Thursday, January 5, 2012



About this time on this day last year, I was holding you for the first time. I can hardly remember now how little you were on that day. I do remember though that sometime before you were born, I was wondering how it was going to work, how I was going to love you and Finny at the same time. Finny had been my whole world, my whole focus—how was I going to share? The midwife told me that my love would not divide; it would multiply. She was right.

Every day since the moment you were born, that love has grown exponentially. And now, at one-year-old, you’re the best you’ve ever been and only getting better.

You’re our comedian. At the ripe old age of one, you are already working on your act. You know when you have an audience, you like it, and you aim to please. Showtime is usually meal time where your dah-dahs lead to razzberries which lead to full force head shaking. And with that frohawk of Jerry Lee Lewis curls shaking back and forth, it is entertainment. Give this boy a piano and a microphone and he will sell out shows. Goodness gracious.

You’re our independent one. You love a buddy, but you’re great at playing by yourself too, and you’ve never been much of a cuddler. Unlike your older brother, oftentimes as a baby you didn’t necessarily want to be soothed, you didn’t want your forehead rubbed, you’ve never wanted a pacifier and you didn’t necessarily care to be rocked either. Sometimes you would push me away as if to say, “Leave me alone! I can do it myself!” Classic second child.

But lately, my little independent one has wanted a bit more cuddle time. Sometimes you do just want to lay across my chest and be rocked to sleep, sometimes you do just want to be held, and often if you’ve been left to play by yourself for too long, you’ll come charging across the floor to climb my leg or you’ll “boulder” your way across the kitchen cabinets just to be close to me. I like it.

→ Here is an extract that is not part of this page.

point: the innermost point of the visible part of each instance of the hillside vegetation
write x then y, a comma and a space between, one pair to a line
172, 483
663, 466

Beyond your great affection for me and your “dah-dah-dah-dah,” I love to see how much you love Finny. Three of my very favorite words these days are, “Come on, Charlie!” followed by contagious giggling. Finny is so excited by all the new things you are doing, and he’s constantly pointing out to me all the ways you are getting bigger.

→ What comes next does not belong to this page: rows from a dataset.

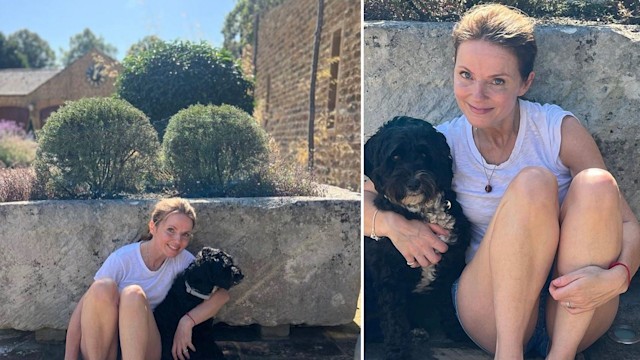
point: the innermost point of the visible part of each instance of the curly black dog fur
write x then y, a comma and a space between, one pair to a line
211, 268
410, 165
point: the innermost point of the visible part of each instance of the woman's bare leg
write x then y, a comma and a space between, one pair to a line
137, 326
499, 289
591, 234
99, 321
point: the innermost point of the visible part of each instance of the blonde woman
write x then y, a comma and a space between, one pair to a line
554, 243
116, 313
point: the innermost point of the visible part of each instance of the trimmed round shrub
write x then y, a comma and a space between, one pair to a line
211, 149
96, 148
169, 77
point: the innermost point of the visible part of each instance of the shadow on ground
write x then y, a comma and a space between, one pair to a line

“Mommy, look! Charlie is crawling! Charlie is standing! Charlie is playing with the kitchen! Mommy, Charlie can drink out of my cups now! He’s getting bigger! He’s becoming a big boy!”

Sometimes, I will find the two of you just sitting in your fort, rolling all over each other and laughing like little wolf cubs. Other times I will find Finny wrenching toys from your hands, pushing you down, kicking you, or pinning you to the ground, but I’m sure it’s making you stronger.

You’re our Bear. You are The Bearbees, The Bear, Charlie, Charlie Bear, (never Chuck). Your independence, your easygoing nature, your sense of humor and your Jerry Lee Lewis curls are all the wonderful things that make you The Bear. That, and the fact that at twelve months old, you already have man hands. I think they are bigger than Finny’s. It’s unnatural. They are more like paws than hands. If you start sprouting chest hair before you’re five, I’m going to have to do a little research into the VanHimbergen lineage, see if at some point the VanHimbergens lived in caves and caught salmon with their teeth.

We love you, Charlie. We’re so glad you came to make us laugh, to make us smile, to show us just how much our love could grow.

Happy Birthday, Bearbees.



Man Hands:  Only a few minutes old and already your hands are the size of a twelve-year-old's!

Papa Bear, Brother Bear, and Baby Bear

The only thing bigger than your hands, is the size of your smile.  Love it.